離婚するので、どうぞお構いなく~冷徹御曹司が激甘パパになるまで~
「代表は覚えていないかもしれませんが、私が入社した当初……、何度かスケジュール調整のミスをした時、代表は一度も怒らずに“焦るな”と言って、私に缶コーヒーをくれたんです。それから、的確な指示を下さったおかげで、すぐにミスをリカバリーすることができました……。あの時、私、本当に安堵で震えて……。同時に、代表のために身を粉にして働こうと、そう思いました」
「……そうか」
「ずっと身分違いな恋だと、分かっていました。絶対に思いは伝えないと、伝えたら終わりだと。でも、代表が結婚したと聞いた時、世界が終わったと思うほど、ショックを受けました……」
「…………」
「代表、どうしても、何があっても、私は“無理”でしょうか……」
 ぎりぎり聞き取れるような涙声で、鈴鹿がそう懇願した。
 彼女がすべて言い切ってすっきりするならと思い黙って聞いていたけれど、そのどれもに俺は応えられない。
 何ひとつ、期待を持たせてはいいけない。
「悪いが、君の言葉を聞いても、気持ちは一ミリも揺るがない」
「そんなに……、奥様のことが好きですか」
「その質問に答える義務はない」
「奥様は、離婚するっておっしゃってましたけど……」
「……は? 花音と連絡を取ったことがあるのか」
 聞き捨てならない一言に驚き、すぐに問い詰めると、彼女は口を手で押さえて顔を青くしていた。
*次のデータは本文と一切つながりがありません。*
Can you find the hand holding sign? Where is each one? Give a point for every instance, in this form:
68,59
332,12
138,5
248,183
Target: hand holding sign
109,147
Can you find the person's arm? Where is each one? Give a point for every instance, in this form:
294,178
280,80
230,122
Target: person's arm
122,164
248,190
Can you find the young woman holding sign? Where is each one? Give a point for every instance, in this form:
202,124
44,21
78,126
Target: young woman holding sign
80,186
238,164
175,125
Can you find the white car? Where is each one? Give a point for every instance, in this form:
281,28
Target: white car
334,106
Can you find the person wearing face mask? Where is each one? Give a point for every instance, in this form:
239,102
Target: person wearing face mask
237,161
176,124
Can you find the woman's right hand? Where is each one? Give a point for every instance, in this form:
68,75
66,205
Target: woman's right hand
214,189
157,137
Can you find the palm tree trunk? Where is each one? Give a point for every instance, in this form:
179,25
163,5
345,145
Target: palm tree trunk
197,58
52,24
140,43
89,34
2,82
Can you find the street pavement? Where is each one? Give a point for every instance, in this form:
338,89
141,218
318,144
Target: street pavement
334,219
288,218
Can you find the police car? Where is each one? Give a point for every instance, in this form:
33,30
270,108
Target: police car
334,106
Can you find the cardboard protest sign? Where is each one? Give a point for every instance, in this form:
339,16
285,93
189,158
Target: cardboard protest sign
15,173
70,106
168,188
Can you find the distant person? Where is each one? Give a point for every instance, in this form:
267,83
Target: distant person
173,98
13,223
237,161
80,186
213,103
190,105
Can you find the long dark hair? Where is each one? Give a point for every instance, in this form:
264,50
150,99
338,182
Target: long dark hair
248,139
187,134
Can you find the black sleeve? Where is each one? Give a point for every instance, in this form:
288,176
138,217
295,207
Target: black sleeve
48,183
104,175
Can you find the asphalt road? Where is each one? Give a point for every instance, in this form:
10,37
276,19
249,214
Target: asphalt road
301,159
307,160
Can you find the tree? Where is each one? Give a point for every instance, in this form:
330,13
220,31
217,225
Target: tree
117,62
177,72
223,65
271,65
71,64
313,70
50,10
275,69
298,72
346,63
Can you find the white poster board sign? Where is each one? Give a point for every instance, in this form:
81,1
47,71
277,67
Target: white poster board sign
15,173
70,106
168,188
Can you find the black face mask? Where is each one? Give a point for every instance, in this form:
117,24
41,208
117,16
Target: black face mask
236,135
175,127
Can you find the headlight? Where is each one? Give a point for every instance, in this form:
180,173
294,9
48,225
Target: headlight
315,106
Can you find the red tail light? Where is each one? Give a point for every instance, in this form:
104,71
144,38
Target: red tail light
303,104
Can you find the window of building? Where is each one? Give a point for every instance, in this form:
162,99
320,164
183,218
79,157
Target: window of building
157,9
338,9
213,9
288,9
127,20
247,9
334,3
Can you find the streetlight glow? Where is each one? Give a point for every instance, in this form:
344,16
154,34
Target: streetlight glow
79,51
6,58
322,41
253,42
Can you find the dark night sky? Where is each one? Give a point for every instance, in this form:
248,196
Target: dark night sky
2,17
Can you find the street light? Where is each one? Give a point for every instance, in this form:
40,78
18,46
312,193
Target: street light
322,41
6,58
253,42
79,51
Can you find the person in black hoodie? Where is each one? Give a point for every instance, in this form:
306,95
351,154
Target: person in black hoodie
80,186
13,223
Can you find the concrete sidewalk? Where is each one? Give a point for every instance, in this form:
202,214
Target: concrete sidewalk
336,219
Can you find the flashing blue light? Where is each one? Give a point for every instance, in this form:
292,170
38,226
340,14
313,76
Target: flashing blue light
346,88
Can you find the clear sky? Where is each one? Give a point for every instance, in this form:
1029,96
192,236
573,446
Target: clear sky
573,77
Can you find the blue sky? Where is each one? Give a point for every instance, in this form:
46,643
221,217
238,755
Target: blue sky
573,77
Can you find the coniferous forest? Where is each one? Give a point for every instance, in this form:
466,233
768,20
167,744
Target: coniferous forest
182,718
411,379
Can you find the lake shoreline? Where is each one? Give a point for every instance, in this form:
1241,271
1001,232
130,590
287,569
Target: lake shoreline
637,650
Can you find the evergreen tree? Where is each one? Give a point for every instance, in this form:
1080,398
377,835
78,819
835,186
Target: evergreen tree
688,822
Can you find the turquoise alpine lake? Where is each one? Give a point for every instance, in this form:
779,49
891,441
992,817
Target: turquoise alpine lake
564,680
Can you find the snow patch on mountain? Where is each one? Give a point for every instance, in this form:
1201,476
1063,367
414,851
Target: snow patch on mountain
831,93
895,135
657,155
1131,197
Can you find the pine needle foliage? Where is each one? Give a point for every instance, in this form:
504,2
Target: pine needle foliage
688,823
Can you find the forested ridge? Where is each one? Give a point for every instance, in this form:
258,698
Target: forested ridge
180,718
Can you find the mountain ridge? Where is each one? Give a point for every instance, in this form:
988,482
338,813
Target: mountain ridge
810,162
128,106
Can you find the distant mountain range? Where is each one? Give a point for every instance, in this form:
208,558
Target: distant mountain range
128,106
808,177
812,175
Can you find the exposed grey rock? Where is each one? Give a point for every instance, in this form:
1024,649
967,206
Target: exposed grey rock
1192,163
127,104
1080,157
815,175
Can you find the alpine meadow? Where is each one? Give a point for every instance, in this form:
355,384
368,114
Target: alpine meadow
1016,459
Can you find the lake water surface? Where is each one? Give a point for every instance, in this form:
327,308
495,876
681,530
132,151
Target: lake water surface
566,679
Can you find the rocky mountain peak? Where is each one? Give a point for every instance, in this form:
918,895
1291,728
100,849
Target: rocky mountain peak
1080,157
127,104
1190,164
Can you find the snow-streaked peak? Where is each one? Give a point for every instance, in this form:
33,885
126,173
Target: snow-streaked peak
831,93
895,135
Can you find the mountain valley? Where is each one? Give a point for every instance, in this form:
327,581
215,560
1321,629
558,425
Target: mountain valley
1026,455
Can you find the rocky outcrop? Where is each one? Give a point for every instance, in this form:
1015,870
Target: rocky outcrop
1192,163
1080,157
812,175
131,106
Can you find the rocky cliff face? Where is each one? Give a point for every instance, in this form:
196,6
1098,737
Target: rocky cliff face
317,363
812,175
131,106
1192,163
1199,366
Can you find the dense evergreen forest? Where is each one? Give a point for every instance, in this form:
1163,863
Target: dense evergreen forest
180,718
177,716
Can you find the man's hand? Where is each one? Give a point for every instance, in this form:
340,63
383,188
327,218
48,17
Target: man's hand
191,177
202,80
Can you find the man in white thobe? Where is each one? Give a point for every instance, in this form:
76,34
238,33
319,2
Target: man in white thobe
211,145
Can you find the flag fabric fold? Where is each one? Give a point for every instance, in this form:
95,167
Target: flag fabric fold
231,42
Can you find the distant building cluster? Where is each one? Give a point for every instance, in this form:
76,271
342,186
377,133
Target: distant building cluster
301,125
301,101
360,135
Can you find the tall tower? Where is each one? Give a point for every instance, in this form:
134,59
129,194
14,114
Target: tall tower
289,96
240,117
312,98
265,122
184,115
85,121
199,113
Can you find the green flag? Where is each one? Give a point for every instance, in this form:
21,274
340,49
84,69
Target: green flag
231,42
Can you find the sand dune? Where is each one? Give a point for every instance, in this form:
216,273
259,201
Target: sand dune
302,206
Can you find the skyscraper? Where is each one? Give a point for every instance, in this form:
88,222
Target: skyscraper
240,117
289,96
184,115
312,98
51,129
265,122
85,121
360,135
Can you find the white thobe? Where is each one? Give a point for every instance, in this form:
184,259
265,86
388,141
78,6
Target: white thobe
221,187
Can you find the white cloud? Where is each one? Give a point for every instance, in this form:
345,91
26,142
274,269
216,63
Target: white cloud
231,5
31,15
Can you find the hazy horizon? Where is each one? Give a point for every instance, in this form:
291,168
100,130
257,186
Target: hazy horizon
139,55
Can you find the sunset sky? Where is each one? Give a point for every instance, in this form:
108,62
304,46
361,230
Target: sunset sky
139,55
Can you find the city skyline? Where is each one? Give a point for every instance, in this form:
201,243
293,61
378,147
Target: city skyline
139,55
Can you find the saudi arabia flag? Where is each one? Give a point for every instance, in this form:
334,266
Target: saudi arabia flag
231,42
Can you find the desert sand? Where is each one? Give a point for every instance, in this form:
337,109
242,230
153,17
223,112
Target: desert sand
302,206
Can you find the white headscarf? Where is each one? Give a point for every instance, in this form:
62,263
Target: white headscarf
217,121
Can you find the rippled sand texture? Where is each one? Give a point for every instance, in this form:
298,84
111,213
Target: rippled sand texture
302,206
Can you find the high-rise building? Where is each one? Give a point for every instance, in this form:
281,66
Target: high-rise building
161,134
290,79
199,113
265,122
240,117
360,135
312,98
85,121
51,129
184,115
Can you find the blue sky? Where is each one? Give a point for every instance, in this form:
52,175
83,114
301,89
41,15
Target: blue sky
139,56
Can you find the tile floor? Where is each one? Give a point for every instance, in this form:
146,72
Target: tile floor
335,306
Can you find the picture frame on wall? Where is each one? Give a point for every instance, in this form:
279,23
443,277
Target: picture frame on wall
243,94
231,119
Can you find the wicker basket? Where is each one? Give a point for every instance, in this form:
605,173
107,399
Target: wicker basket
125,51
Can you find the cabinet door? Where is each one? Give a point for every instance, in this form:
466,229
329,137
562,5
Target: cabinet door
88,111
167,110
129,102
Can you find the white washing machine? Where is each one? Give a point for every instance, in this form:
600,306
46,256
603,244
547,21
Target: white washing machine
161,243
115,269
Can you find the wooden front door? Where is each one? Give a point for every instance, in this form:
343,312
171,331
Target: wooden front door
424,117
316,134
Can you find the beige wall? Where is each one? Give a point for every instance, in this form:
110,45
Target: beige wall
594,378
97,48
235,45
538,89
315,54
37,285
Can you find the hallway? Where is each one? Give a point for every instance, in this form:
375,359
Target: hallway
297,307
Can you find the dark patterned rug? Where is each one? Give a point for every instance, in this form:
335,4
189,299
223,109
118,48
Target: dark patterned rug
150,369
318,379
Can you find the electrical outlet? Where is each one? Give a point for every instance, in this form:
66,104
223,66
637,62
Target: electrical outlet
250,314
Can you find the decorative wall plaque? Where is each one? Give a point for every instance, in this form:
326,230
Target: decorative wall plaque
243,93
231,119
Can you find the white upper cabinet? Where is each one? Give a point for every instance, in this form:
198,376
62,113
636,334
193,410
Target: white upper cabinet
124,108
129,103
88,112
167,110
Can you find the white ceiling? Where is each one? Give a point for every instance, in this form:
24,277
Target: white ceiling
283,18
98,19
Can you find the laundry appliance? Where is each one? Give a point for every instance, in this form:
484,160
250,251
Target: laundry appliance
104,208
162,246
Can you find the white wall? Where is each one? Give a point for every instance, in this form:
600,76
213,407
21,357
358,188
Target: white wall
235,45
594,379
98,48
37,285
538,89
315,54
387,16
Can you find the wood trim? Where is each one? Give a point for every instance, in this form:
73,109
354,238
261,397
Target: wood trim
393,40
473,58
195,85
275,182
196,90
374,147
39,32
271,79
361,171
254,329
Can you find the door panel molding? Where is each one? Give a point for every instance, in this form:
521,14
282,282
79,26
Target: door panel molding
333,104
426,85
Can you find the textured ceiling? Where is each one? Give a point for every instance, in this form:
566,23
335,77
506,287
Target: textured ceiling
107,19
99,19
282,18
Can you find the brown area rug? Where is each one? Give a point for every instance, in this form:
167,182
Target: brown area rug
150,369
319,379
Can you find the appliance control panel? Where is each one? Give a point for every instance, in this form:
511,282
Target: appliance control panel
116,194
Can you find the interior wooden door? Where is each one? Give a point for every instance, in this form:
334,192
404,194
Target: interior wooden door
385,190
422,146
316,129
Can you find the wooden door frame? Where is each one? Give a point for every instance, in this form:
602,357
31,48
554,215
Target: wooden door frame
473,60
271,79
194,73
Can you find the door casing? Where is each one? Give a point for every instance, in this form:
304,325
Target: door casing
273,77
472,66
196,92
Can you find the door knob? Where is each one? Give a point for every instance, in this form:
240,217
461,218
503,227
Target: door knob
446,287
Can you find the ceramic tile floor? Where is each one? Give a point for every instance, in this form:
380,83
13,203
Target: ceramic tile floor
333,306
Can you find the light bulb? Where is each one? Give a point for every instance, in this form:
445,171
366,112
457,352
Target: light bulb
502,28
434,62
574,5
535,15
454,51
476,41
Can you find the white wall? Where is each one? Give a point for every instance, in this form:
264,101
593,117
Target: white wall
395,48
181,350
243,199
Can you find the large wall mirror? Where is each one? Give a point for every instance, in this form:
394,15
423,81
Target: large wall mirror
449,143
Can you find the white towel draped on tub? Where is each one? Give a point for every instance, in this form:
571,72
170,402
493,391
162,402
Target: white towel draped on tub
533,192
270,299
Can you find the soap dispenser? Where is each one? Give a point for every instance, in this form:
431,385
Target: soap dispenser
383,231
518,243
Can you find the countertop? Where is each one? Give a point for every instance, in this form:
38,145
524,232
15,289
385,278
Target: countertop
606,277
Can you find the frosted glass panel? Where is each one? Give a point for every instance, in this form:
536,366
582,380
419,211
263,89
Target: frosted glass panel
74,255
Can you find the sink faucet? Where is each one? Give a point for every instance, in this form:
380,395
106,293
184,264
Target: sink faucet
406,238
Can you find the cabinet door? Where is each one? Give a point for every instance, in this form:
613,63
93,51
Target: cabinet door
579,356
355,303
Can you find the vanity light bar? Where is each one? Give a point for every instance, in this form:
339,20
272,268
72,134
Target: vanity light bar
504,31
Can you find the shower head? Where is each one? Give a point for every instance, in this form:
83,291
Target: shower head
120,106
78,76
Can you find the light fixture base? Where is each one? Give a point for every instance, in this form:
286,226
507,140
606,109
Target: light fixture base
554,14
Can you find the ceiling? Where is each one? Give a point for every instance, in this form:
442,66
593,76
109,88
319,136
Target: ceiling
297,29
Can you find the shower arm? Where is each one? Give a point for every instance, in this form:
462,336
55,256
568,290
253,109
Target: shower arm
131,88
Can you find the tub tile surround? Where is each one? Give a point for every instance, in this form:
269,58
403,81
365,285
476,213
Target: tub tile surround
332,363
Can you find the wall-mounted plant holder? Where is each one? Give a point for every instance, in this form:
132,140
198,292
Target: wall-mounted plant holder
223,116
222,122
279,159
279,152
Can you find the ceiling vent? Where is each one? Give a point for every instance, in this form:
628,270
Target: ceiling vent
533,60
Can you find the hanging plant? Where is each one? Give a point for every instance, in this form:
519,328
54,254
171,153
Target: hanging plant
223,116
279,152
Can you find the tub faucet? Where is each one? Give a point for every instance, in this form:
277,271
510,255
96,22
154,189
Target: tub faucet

 俺はソファーから立ち上がり、ドアの前にいる彼女に詰め寄る。
 上から見下ろしながら、さっきの発言の追及をした。
「どういうことだ、説明してくれ」
「だ、代表の代わりにお電話に出ました……。代表が離席されていたので、お待ち頂こうと」
「なぜそれで離婚の話になる」
「そ、それは……」
 急に言葉を濁す鈴鹿に、俺は容赦ない睨みを利かせる。
 今まで花音が俺に電話をしてきたことなど、ほとんどない。
 彼女が電話をしようとする時なんて、よほど急なことがあった時だったんだろう。
 予想もしていなかった事実に、頭の中がクラクラしてくる。
 クソ……、こんな時にまた眩暈が……。
「代表の奥様が、どんな方が知りたくて、興味本位で……」
「そうか、よかった。これで罪悪感なく――君のことを飛ばせる」
 俺が心から憤怒していることにようやく気づいたのか、鈴鹿は一気に目の色を失った。
 それから、焦ったように俺の服を掴んで泣き叫ぶ。